Panorama

Lula minimiza desconfiança de Trump e defende continuidade nas negociações com os EUA

Após encontro na Malásia, presidente afirmou que é “óbvio” que impasse comercial não seria resolvido em uma única conversa e prometeu enviar equipe ministerial para dar sequência ao diálogo

Lula se reúne com Trump na Malásia
Foto: Ricardo Stuckert/Divulgação PR

O presidente Luiz Inácio Lula da Silva, em Kuala Lumpur, que é “óbvio” que o impasse comercial entre Brasil e Estados Unidos não poderia ser resolvido em apenas uma reunião. A declaração foi uma resposta às dúvidas manifestadas pelo presidente americano Donald Trump sobre a possibilidade de um acordo entre os dois países, após o encontro entre ambos no domingo, na Malásia.

Em entrevista antes de participar de um jantar de gala da Associação de Nações do Sudeste Asiático (Asean), Lula disse que o encontro com Trump estabeleceu “regras de negociação”, e que pretende manter contato direto com o norte-americano sempre que houver obstáculos.

“Primeiro eu interpreto como óbvio. Não era possível, nem vocês acreditavam, que numa única conversa a gente pudesse resolver os problemas. O que nós estabelecemos é uma regra de negociação, e, toda vez que tiver uma dificuldade, eu vou conversar pessoalmente com ele. Ele tem o meu telefone, eu tenho o telefone dele”, afirmou Lula.

Os presidentes se reuniram pela primeira vez para discutir o tarifaço de 50% imposto pelos EUA em julho sobre produtos brasileiros exportados. Segundo o governo brasileiro, o encontro foi positivo e marcou o início de um processo de entendimento.

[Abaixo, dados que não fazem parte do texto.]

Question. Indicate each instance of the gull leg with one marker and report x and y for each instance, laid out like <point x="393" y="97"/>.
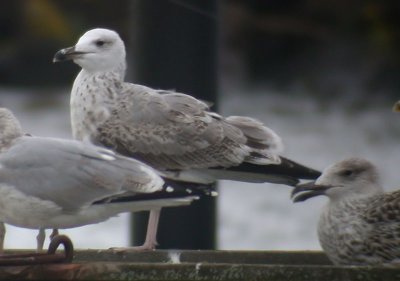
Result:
<point x="150" y="242"/>
<point x="40" y="239"/>
<point x="53" y="233"/>
<point x="2" y="236"/>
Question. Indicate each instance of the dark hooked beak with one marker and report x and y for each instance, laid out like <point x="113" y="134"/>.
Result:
<point x="307" y="191"/>
<point x="66" y="54"/>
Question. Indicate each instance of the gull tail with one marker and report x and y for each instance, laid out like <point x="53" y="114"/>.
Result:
<point x="286" y="172"/>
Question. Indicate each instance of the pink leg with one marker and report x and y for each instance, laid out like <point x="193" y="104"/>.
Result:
<point x="53" y="233"/>
<point x="40" y="239"/>
<point x="151" y="236"/>
<point x="2" y="236"/>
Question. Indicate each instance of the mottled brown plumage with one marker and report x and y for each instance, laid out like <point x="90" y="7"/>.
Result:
<point x="361" y="224"/>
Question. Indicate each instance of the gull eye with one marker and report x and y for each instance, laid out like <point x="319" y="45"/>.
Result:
<point x="100" y="43"/>
<point x="346" y="173"/>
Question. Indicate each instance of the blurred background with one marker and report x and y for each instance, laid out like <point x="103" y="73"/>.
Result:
<point x="322" y="74"/>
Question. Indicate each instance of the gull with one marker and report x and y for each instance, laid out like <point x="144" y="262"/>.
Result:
<point x="57" y="183"/>
<point x="360" y="225"/>
<point x="172" y="132"/>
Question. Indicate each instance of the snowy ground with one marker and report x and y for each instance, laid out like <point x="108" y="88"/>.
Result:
<point x="258" y="216"/>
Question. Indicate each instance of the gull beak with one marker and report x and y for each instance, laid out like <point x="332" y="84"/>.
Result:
<point x="66" y="54"/>
<point x="307" y="191"/>
<point x="396" y="107"/>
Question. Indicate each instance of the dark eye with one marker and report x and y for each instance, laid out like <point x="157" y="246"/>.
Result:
<point x="100" y="43"/>
<point x="347" y="173"/>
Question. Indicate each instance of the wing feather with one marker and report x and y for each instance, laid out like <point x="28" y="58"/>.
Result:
<point x="170" y="130"/>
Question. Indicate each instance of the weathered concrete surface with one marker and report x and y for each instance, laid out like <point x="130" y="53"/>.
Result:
<point x="198" y="265"/>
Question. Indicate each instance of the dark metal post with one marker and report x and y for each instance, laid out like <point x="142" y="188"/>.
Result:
<point x="174" y="46"/>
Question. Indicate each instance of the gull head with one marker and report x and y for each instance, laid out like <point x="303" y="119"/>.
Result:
<point x="98" y="50"/>
<point x="350" y="178"/>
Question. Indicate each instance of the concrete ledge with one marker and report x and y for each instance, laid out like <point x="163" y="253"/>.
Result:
<point x="198" y="265"/>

No entanto, ao deixar a Malásia rumo ao Japão, Trump adotou um tom mais cauteloso:

“Não sei se algo vai acontecer, vamos ver. Eles gostariam de fechar um acordo. Vamos ver, agora eles estão pagando, acho que 50% de tarifa. Mas tivemos uma ótima reunião. Quero desejar feliz aniversário ao presidente, ok? Hoje é o aniversário dele. Ele é um cara muito vigoroso, muito impressionante.”

Lula confirmou que enviará uma delegação de alto nível para dar continuidade às negociações, composta pelos ministros Fernando Haddad (Fazenda), Mauro Vieira (Relações Exteriores) e Geraldo Alckmin (Indústria e Comércio), que também é o vice-presidente.

Além da suspensão das tarifas, o presidente afirmou que buscará reverter as sanções aplicadas a autoridades brasileiras, entre elas o ministro do STF Alexandre de Moraes e o ministro da Saúde Alexandre Padilha.

Segundo Lula, as punições e sobretaxas impostas pelos EUA foram baseadas em “mentiras”. O presidente afirmou ter entregue pessoalmente a Trump um documento em inglês com dados e argumentos que refutam as justificativas americanas.

“Eu entreguei para ele um documento das coisas que eu queria conversar, portanto não foram apenas palavras. Ele sabe o que o Brasil quer, e eu acho que nós vamos fazer um bom acordo — disse Lula, que compareceu ao jantar de gala vestindo uma camisa tradicional malaia, presente do governo local.”